Biological variation data and analytical specification goal estimates of the thrombin generation assay with and without thrombomodulin in healthy individuals

• Published in: International journal of laboratory hematology Vol. 43; no. 3; pp. 450 - 457
• Main Authors: Mairesse, Antoine, Bayart, Jean‐Louis, Desmet, Sandrine, Lopes Dos Santos, Helder, Saussoy, Pascale, Defour, Jean‐Philippe, Eeckhoudt, Stéphane, Dievoet, Marie‐Astrid
• Format: Journal Article
• Language: English
• Published: England Wiley Subscription Services, Inc 01.06.2021
• Subjects: biological variation; calibrated automated thrombogram; Clotting; platelet poor plasma; reference change value; Standardization; Thrombin; thrombin generation assay; Thrombomodulin; Variance analysis; Variation; thrombin generation assay; platelet poor plasma; biological variation; reference change value; calibrated automated thrombogram
• ISSN: 1751-5521; 1751-553X; 1751-553X
• DOI: 10.1111/ijlh.13388

Background Evaluation of an individual’s thrombin‐generating capacity enables a global assessment of the coagulation cascade and is therefore thought to better reflect the clotting function of blood.

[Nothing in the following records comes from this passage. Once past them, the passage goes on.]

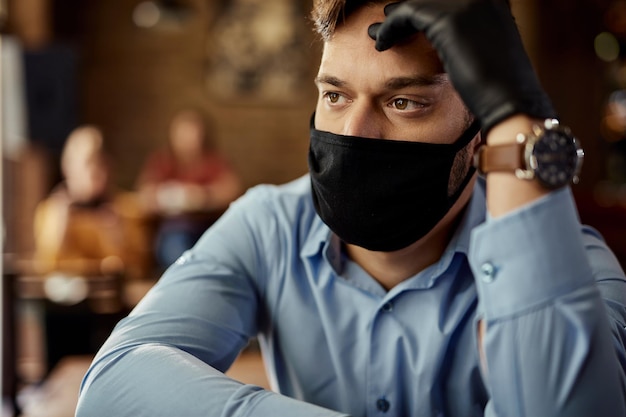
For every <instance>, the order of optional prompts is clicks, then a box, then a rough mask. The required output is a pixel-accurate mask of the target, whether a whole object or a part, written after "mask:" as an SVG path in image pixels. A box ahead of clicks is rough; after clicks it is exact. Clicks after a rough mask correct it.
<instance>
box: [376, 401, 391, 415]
mask: <svg viewBox="0 0 626 417" xmlns="http://www.w3.org/2000/svg"><path fill="white" fill-rule="evenodd" d="M376 408H378V410H379V411H382V412H383V413H386V412H387V410H389V401H387V400H386V399H385V398H379V399H378V401H376Z"/></svg>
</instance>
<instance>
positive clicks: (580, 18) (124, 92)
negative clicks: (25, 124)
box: [8, 0, 626, 246]
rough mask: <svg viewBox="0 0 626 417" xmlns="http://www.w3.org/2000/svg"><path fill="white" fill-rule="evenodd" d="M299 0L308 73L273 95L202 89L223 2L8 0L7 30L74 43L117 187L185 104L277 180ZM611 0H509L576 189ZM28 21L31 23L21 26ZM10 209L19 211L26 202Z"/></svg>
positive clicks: (12, 31)
mask: <svg viewBox="0 0 626 417" xmlns="http://www.w3.org/2000/svg"><path fill="white" fill-rule="evenodd" d="M232 1H234V0H231V3H232ZM299 1H300V3H298V0H294V1H293V2H292V3H298V5H299V7H300V9H299V10H300V11H301V13H300V15H298V16H295V17H294V19H296V20H297V21H298V24H301V25H302V27H303V28H304V29H305V30H304V31H303V32H301V35H302V36H303V38H302V39H301V40H300V45H301V46H302V48H303V50H304V53H303V54H302V55H300V56H299V57H298V60H300V61H301V62H300V63H301V64H302V65H304V66H305V67H306V72H307V73H306V74H305V76H304V77H303V78H302V81H301V82H300V83H299V84H298V85H297V86H292V87H291V89H290V90H289V91H288V92H283V93H281V94H282V97H283V99H282V100H275V98H273V99H271V100H264V99H263V96H260V97H259V96H255V97H250V96H249V95H248V94H245V93H244V94H241V95H240V96H239V97H233V96H231V97H230V98H228V99H225V98H224V97H221V96H220V95H219V94H215V91H214V90H211V89H210V88H208V86H207V68H208V66H209V64H210V59H211V56H217V55H218V53H219V52H220V50H219V46H216V44H215V42H212V39H211V37H212V36H215V32H212V28H215V25H216V22H219V20H220V19H221V17H222V16H221V13H223V12H224V10H225V9H224V8H225V6H226V5H228V4H229V1H228V0H187V1H183V3H186V4H188V5H189V6H191V7H192V9H193V14H192V15H191V16H190V18H189V19H188V20H187V21H186V23H185V24H184V25H183V26H181V27H180V28H178V29H172V28H169V29H160V30H156V29H142V28H138V27H136V26H135V25H134V24H133V22H132V19H131V15H132V12H133V9H134V7H135V6H136V5H137V4H138V3H140V0H89V1H84V0H9V1H8V3H9V6H10V7H9V11H10V12H11V11H13V12H14V13H13V15H11V13H10V14H9V16H10V22H11V23H10V24H9V31H12V32H13V33H15V34H17V35H18V36H24V38H25V41H26V42H25V44H26V47H28V48H37V47H40V46H41V44H44V45H45V44H46V43H50V42H60V43H62V44H64V45H68V46H70V47H71V48H74V50H75V51H76V52H77V56H78V68H77V71H78V74H79V76H78V79H77V91H78V102H79V108H78V115H77V116H78V119H79V121H80V122H82V123H95V124H97V125H100V126H101V127H102V128H103V129H104V131H105V134H106V138H107V141H108V145H109V148H110V150H111V151H112V152H113V154H114V156H115V164H116V168H117V171H116V174H117V181H118V183H119V184H120V185H122V186H123V187H128V188H132V185H133V182H134V179H135V177H136V175H137V172H138V170H139V167H140V164H141V162H142V161H143V159H144V158H145V156H146V155H147V154H148V153H149V152H150V151H151V150H152V149H154V148H156V147H157V146H160V145H161V144H163V143H164V141H165V135H166V129H167V123H168V121H169V118H170V116H171V115H172V113H173V112H174V111H175V110H176V109H177V108H179V107H181V106H185V105H189V104H191V105H195V106H199V107H201V108H204V109H206V110H207V111H208V112H210V113H211V114H212V116H213V117H214V120H215V127H216V138H217V141H218V145H219V147H220V148H221V149H222V150H223V152H224V153H225V154H226V155H227V157H228V158H229V159H230V160H231V162H232V164H233V166H234V167H235V169H236V170H237V172H238V173H239V174H240V176H241V177H242V180H243V182H244V184H245V185H246V186H251V185H254V184H258V183H265V182H269V183H281V182H285V181H288V180H290V179H292V178H295V177H297V176H299V175H301V174H304V173H305V172H306V170H307V166H306V153H307V145H308V122H309V117H310V115H311V112H312V111H313V109H314V105H315V99H316V91H315V88H314V85H313V81H312V80H313V77H314V74H315V71H316V66H317V64H318V57H319V53H320V46H319V44H318V43H316V42H315V41H314V36H313V34H312V31H311V28H310V26H309V23H308V21H307V19H306V17H307V16H306V15H307V13H308V9H309V7H310V1H309V0H299ZM610 1H611V0H575V1H573V0H532V1H531V0H512V4H513V7H514V10H515V11H516V15H517V16H519V18H518V22H519V24H520V27H521V31H522V35H523V36H524V40H525V42H526V44H527V48H528V49H529V53H530V55H531V58H532V59H533V63H534V64H535V66H536V68H537V70H538V72H539V76H540V79H541V81H542V83H543V84H544V87H545V89H546V90H547V91H548V92H549V93H550V95H551V97H552V98H553V101H554V104H555V106H556V108H557V110H558V111H559V113H560V115H561V119H562V121H563V122H564V123H566V124H568V125H570V126H571V127H572V128H573V129H574V131H575V132H576V134H577V135H578V136H579V138H580V139H581V140H582V142H583V144H584V147H585V151H586V161H585V166H584V170H583V180H582V182H581V184H580V185H579V186H577V189H578V190H582V191H583V192H584V194H585V195H591V194H592V190H593V188H594V187H595V185H596V184H597V183H598V182H599V181H601V180H602V179H603V178H604V177H605V173H606V166H605V165H606V164H605V158H606V152H607V145H606V143H605V141H604V140H603V139H602V137H601V135H600V119H601V115H602V109H603V104H604V101H605V100H606V97H607V94H608V93H609V90H608V89H607V82H606V78H607V72H608V71H609V65H608V64H605V63H603V62H601V61H600V60H599V59H598V58H597V57H596V56H595V54H594V51H593V40H594V37H595V36H596V35H597V33H599V32H600V31H602V30H605V27H604V20H603V18H604V17H603V16H604V13H605V11H606V8H607V6H608V4H609V3H610ZM264 2H281V0H264ZM20 7H21V10H17V9H20ZM41 10H43V12H42V11H41ZM24 16H26V18H25V17H24ZM11 18H12V20H11ZM28 28H31V29H32V28H35V29H39V33H37V30H35V31H34V32H35V33H34V34H32V33H31V34H30V35H29V32H28V30H26V29H28ZM31 32H32V31H31ZM29 36H30V38H34V39H35V41H28V37H29ZM37 39H39V41H37ZM50 178H52V177H50ZM20 212H21V213H22V214H23V215H24V216H23V217H24V218H27V217H28V210H25V211H24V210H21V211H20ZM589 220H591V222H592V223H593V221H594V219H593V218H590V219H589ZM625 246H626V245H625Z"/></svg>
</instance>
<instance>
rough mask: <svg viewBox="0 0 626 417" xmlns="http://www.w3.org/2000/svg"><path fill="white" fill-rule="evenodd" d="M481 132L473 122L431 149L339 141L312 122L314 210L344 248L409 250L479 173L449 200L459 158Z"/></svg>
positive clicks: (313, 193) (378, 143)
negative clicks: (465, 149)
mask: <svg viewBox="0 0 626 417" xmlns="http://www.w3.org/2000/svg"><path fill="white" fill-rule="evenodd" d="M478 131H479V124H478V123H476V122H475V123H474V124H472V125H471V126H470V127H469V128H468V129H467V130H466V131H465V132H464V133H463V134H462V135H461V137H460V138H459V139H458V140H457V141H456V142H455V143H452V144H433V143H421V142H408V141H397V140H386V139H370V138H362V137H356V136H342V135H335V134H332V133H329V132H322V131H319V130H316V129H315V127H314V126H313V118H311V143H310V148H309V171H310V174H311V185H312V188H313V203H314V204H315V210H316V211H317V214H318V215H319V216H320V217H321V218H322V220H323V221H324V223H326V224H327V225H328V227H330V229H331V230H332V231H333V232H334V233H336V234H337V236H339V238H340V239H342V240H343V241H344V242H347V243H350V244H354V245H357V246H361V247H363V248H366V249H369V250H373V251H384V252H389V251H394V250H398V249H402V248H405V247H407V246H409V245H410V244H412V243H413V242H416V241H417V240H419V239H420V238H422V237H423V236H424V235H426V234H427V233H428V232H429V231H430V230H432V228H433V227H434V226H435V225H436V224H437V223H438V222H439V221H440V220H441V219H442V218H443V217H444V216H445V215H446V213H447V212H448V210H450V208H451V207H452V205H453V204H454V203H455V202H456V201H457V199H458V198H459V196H460V195H461V193H462V192H463V190H464V189H465V187H466V186H467V184H468V183H469V181H470V179H471V178H472V175H473V174H474V171H475V169H474V168H473V167H472V168H470V169H469V170H468V172H467V174H466V176H465V179H464V180H463V182H462V184H461V185H460V186H459V188H458V190H456V191H455V192H454V194H453V195H451V196H448V181H449V178H450V172H451V170H452V163H453V161H454V157H455V156H456V154H457V153H458V152H459V150H461V149H463V148H464V147H465V146H466V145H467V144H468V143H469V142H470V141H471V140H472V139H473V138H474V136H476V134H477V133H478Z"/></svg>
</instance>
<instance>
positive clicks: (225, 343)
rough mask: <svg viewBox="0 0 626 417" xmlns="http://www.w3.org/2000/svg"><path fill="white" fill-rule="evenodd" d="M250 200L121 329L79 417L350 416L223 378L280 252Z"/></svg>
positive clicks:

However, the lack of standardization still hampers the use in routine clinical practice. Methods Nineteen healthy subjects were sampled once a week for 5 consecutive weeks. Thrombin generation assay (TGA) was performed in duplicate by calibrated automated thrombogram (CAT) on platelet poor plasma with and without thrombomodulin. After exclusion of outliers, a nested analysis of variance (ANOVA) was performed to evaluate the biological variability (BV) results. Analytical variation (CVA), within‐individual variation (CVI), between‐individual variation (CVG), index of individuality (II), and reference change value (RCV) were calculated. Results All parameters taken together, the CVA, CVI, and CVG without TM, ranged from 2.8% to 6.5%, from 4.1% to 13.3% and from 10.4% to 28.4%, respectively. For TG with TM, CVI and CVG were higher and ranged from 5.0% to 18.1% and from 14.9% to 35.3%, respectively. For endogenous thrombin potential (ETP), a CVI of 4.1% and CVG of 10.4% were obtained without addition of thrombomodulin (TM). With addition of TM, both CVI and CVG were higher: 14.0% and 34.8%, respectively. The II was low and the RCV ranged from 17.2% to 50.4%. Conclusion CAT parameters are highly individualized and population‐based reference values could be called into question. The assessment of BV and RCV for thrombin generation assays could optimize interpretation of serial patient results and guide setting of analytical specification goals.